As you all know, the world has been riveted in recent days by an ongoing struggle against oppression and injustice.
Also, I think there is something going on in Iran.
Here at home, tensions continued to escalate as Carrie Prejean, the former Miss California USA, remained at war with pageant officials and the organization's Supreme Leader, Donald Trump. Reports on Friday said that Prejean's lawyer, Charles LiMandri, had issued an ultimatum to Trump and the pageant's executive director, Keith Lewis: stop what you are doing or you will be responsible for the consequences.

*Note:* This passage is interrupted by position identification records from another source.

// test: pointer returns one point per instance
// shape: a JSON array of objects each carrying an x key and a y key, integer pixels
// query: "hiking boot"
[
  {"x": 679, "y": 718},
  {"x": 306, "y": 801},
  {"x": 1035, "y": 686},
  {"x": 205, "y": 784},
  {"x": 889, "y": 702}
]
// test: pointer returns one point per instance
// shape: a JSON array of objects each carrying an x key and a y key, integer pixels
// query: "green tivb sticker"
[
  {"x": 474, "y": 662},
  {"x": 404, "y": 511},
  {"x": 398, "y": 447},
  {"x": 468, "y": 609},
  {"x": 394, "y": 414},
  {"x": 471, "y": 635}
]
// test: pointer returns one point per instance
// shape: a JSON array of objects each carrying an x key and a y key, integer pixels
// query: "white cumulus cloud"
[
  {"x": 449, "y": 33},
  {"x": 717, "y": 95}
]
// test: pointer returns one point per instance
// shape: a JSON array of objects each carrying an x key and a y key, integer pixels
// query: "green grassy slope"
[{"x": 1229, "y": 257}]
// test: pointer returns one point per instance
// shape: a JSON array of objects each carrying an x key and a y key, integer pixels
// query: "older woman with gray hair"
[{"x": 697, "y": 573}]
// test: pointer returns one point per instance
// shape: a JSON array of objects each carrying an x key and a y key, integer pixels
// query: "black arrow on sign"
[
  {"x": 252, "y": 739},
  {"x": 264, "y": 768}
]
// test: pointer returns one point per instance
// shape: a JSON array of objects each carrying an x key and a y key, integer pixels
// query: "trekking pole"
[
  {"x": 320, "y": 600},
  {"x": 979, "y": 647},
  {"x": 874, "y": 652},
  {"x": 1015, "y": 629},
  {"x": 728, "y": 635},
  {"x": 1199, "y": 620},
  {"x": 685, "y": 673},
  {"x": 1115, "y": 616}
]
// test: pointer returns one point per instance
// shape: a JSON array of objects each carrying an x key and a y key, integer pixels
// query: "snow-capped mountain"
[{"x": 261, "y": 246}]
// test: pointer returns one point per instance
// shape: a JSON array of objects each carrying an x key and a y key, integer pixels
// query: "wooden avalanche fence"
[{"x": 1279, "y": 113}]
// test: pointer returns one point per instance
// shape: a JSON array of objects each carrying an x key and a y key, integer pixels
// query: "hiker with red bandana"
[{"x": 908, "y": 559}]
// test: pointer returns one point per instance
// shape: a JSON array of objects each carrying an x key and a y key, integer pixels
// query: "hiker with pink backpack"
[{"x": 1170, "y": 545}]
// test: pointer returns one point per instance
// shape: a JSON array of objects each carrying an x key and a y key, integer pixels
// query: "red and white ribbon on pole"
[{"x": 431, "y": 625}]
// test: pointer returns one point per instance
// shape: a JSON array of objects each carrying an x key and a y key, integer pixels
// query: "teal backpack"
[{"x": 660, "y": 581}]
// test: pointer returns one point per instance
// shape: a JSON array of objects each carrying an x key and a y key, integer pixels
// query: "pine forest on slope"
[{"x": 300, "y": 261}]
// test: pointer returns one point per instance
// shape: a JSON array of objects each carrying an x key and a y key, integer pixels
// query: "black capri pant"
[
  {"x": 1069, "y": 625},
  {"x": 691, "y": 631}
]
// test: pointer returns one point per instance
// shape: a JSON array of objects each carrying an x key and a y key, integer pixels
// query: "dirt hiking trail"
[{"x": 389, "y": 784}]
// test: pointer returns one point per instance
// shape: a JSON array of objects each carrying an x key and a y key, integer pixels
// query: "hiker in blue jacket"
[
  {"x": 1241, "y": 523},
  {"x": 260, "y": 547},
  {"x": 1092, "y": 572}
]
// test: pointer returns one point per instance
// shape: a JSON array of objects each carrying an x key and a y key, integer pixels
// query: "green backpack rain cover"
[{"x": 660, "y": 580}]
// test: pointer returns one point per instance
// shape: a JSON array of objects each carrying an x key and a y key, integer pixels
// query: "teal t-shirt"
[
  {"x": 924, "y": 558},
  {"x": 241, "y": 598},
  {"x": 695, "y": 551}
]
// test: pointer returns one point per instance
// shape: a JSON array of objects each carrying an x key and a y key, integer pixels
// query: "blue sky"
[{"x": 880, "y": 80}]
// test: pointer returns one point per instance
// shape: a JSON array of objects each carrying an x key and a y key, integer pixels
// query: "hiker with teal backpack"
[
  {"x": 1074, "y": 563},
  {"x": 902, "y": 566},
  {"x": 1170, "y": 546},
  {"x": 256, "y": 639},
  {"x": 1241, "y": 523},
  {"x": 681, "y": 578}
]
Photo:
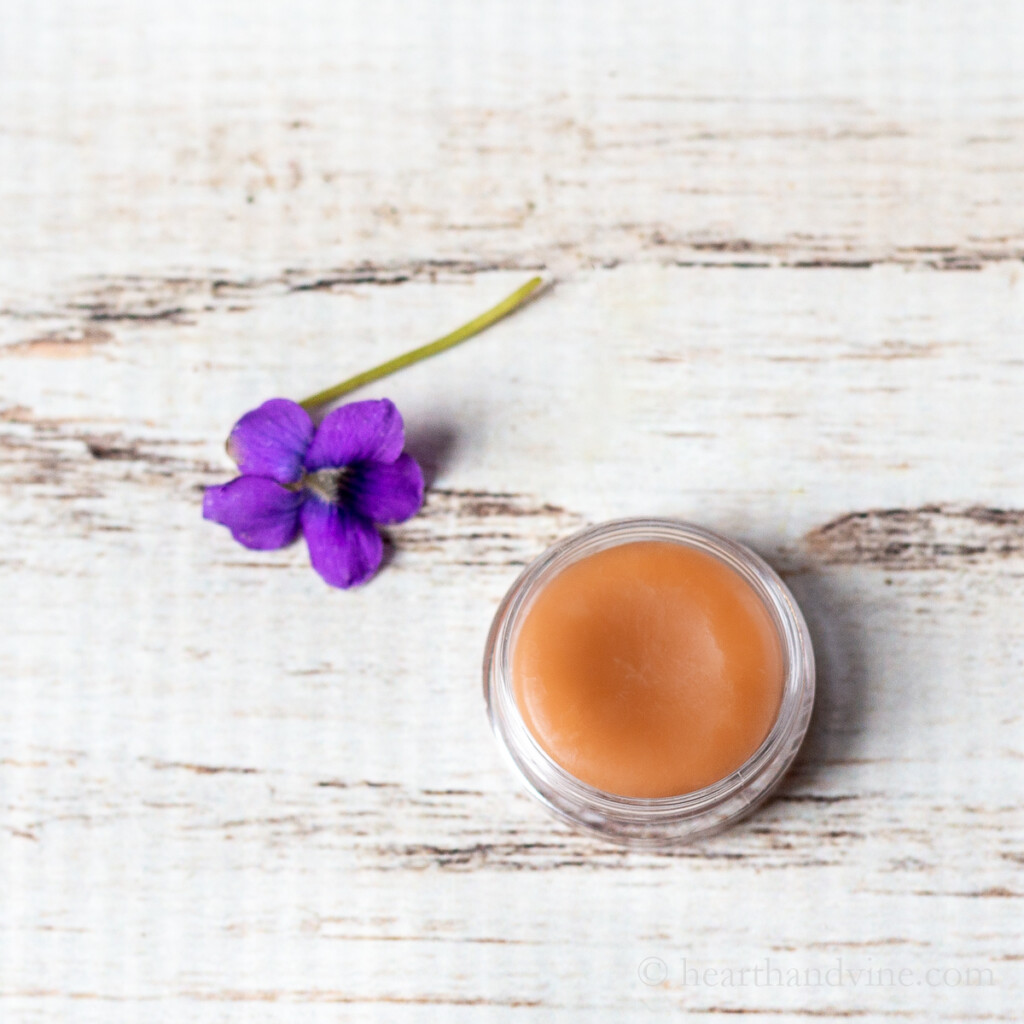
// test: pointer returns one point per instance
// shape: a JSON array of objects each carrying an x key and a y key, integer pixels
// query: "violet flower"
[{"x": 334, "y": 482}]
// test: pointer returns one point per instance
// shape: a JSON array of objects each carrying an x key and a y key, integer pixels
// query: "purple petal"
[
  {"x": 344, "y": 548},
  {"x": 259, "y": 513},
  {"x": 360, "y": 431},
  {"x": 271, "y": 440},
  {"x": 386, "y": 492}
]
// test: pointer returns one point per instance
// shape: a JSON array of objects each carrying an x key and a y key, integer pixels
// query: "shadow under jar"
[{"x": 651, "y": 681}]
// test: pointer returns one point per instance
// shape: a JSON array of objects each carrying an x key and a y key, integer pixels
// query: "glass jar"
[{"x": 663, "y": 820}]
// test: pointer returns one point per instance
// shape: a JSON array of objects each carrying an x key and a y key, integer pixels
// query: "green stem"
[{"x": 481, "y": 323}]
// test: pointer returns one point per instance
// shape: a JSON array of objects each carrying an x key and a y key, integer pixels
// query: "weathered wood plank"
[{"x": 229, "y": 793}]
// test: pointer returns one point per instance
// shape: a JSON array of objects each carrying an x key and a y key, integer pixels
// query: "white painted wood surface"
[{"x": 787, "y": 244}]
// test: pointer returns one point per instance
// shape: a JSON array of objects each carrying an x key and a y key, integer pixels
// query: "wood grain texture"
[{"x": 787, "y": 248}]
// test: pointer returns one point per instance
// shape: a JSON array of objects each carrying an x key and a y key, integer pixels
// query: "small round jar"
[{"x": 659, "y": 820}]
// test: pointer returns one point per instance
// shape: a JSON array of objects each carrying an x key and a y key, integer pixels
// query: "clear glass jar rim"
[{"x": 530, "y": 759}]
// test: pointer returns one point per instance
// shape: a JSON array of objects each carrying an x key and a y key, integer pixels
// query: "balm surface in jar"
[{"x": 650, "y": 680}]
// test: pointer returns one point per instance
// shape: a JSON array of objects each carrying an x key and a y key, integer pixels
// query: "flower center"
[{"x": 330, "y": 485}]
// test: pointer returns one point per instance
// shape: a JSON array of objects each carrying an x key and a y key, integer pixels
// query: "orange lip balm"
[
  {"x": 649, "y": 680},
  {"x": 648, "y": 670}
]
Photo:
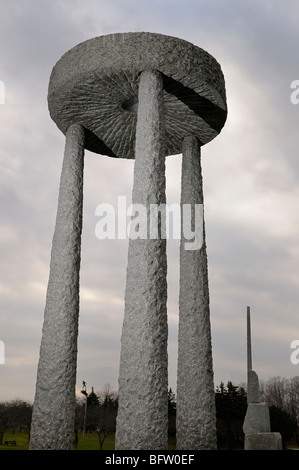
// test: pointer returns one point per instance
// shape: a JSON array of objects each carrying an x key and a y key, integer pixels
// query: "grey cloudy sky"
[{"x": 251, "y": 184}]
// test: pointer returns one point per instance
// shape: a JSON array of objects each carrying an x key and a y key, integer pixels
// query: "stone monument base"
[{"x": 263, "y": 441}]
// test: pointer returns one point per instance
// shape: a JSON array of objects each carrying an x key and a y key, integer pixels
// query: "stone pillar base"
[{"x": 263, "y": 441}]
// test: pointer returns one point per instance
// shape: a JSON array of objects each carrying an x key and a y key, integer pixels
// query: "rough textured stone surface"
[
  {"x": 196, "y": 415},
  {"x": 257, "y": 419},
  {"x": 263, "y": 441},
  {"x": 143, "y": 382},
  {"x": 54, "y": 404},
  {"x": 93, "y": 82}
]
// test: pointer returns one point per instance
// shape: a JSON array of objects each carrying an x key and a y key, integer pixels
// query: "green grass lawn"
[{"x": 90, "y": 441}]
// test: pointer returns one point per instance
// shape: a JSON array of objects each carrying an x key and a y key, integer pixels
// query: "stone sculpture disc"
[{"x": 96, "y": 84}]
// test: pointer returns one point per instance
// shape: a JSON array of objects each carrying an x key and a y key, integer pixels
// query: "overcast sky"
[{"x": 251, "y": 186}]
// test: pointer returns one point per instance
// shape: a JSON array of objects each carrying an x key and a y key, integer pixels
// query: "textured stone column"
[
  {"x": 142, "y": 415},
  {"x": 54, "y": 404},
  {"x": 196, "y": 415}
]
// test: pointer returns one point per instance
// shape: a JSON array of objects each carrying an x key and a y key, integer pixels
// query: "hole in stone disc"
[{"x": 131, "y": 105}]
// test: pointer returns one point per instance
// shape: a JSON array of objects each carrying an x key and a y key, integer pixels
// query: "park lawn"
[
  {"x": 21, "y": 439},
  {"x": 90, "y": 441}
]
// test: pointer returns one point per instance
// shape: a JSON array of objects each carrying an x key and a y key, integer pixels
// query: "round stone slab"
[{"x": 96, "y": 84}]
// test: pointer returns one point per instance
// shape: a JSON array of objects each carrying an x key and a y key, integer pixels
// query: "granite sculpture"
[{"x": 140, "y": 96}]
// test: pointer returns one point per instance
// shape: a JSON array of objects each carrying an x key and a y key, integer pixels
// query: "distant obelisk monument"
[
  {"x": 140, "y": 96},
  {"x": 256, "y": 425}
]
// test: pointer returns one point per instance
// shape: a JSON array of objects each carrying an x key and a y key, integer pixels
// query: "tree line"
[{"x": 96, "y": 412}]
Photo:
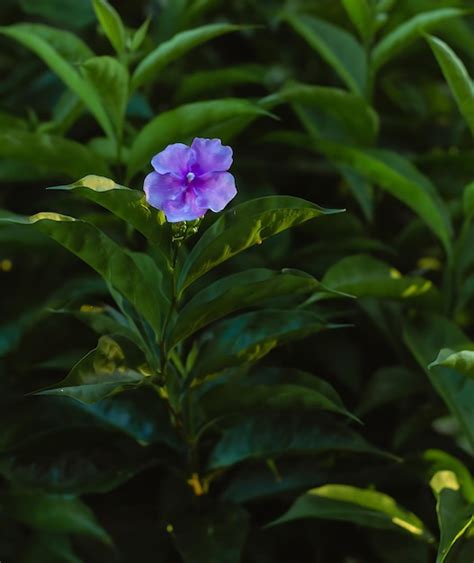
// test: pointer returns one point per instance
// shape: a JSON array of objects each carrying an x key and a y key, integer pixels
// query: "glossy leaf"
[
  {"x": 108, "y": 369},
  {"x": 455, "y": 516},
  {"x": 133, "y": 274},
  {"x": 457, "y": 77},
  {"x": 182, "y": 123},
  {"x": 111, "y": 23},
  {"x": 336, "y": 46},
  {"x": 403, "y": 35},
  {"x": 244, "y": 226},
  {"x": 52, "y": 154},
  {"x": 176, "y": 47},
  {"x": 256, "y": 437},
  {"x": 239, "y": 291},
  {"x": 110, "y": 79},
  {"x": 127, "y": 204},
  {"x": 251, "y": 336},
  {"x": 360, "y": 506},
  {"x": 32, "y": 38},
  {"x": 364, "y": 276},
  {"x": 54, "y": 513},
  {"x": 269, "y": 389},
  {"x": 425, "y": 337}
]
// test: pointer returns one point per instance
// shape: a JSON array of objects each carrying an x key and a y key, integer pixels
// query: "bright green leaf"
[
  {"x": 111, "y": 23},
  {"x": 33, "y": 37},
  {"x": 336, "y": 46},
  {"x": 457, "y": 77},
  {"x": 402, "y": 36},
  {"x": 364, "y": 507}
]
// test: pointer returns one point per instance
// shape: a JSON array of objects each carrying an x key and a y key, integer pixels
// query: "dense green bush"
[{"x": 173, "y": 398}]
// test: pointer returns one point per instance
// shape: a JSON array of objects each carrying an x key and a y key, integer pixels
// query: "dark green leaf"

LiMandri said in a letter that Lewis's statements on "Larry King Live" last week, accusing Prejean of missing public appearances and other "contract violations," had caused his client severe emotional distress and tarnished her reputation. Lewis claimed Prejean was fired (sorry, "dethroned") for the contract violations rather than for her controversial statements opposing same-sex marriage. LiMandri called that both an "outright fraud" and a "complete and utter pretext." He appeared to concede that she had missed at least some appearances, but suggested that those had been unreasonable requests. Prejean expected to be sent to "Rotary conventions and avocado festivals," LiMandri said, not to be required to "accept Mr. Lewis's invitation to attend a gay documentary in Hollywood promoting same-sex marriage." Maybe that was asking a bit much, given Prejean's beliefs, but let's not blame the documentary. It didn't choose to be gay.
The war of words featured classic language from lawyer and public-relations guy alike.
"Please view this letter as a last opportunity for Mr. Lewis to retract the defamatory statements," LiMandri wrote. "If he does not comply, I will have no alternative but to recommend that Ms. Prejean proceed to do so through litigation." "Facts are facts, and we stand by them," Lewis responded. "Mr. LiMandri obviously has never watched 'The Apprentice' if he believes that Mr. Trump could be so easily fooled." Now that's quality work.
Also on Friday, another beauty queen lost her title, this one in Puerto Rico. Organizers of the Miss Petite Puerto Rico pageant said that Keishla Villafane Rivera had not only violated her contract, but had engaged in a course of "intolerable conduct" that included coarse language, assaults, and even death threats allegedly directed at pageant staff by the five-foot-two Villafane. (Competitors for the Miss PPR title must be 5' 5" or shorter.) "We were trying to handle this conduct of hers, but it was impossible," said a spokeswoman. "It was constant." She did not give details, but said they would be included in a forthcoming lawsuit against the former queen.
According to the report, "[b]eauty contests are taken very seriously in Puerto Rico," which has been home to no fewer than five winners of the Miss Universe pageant. That pageant was taken seriously enough last year that one contestant claimed she had been sabotaged by someone who "dous[ed] her evening gown and bathing suit with pepper spray." An investigation was later dropped.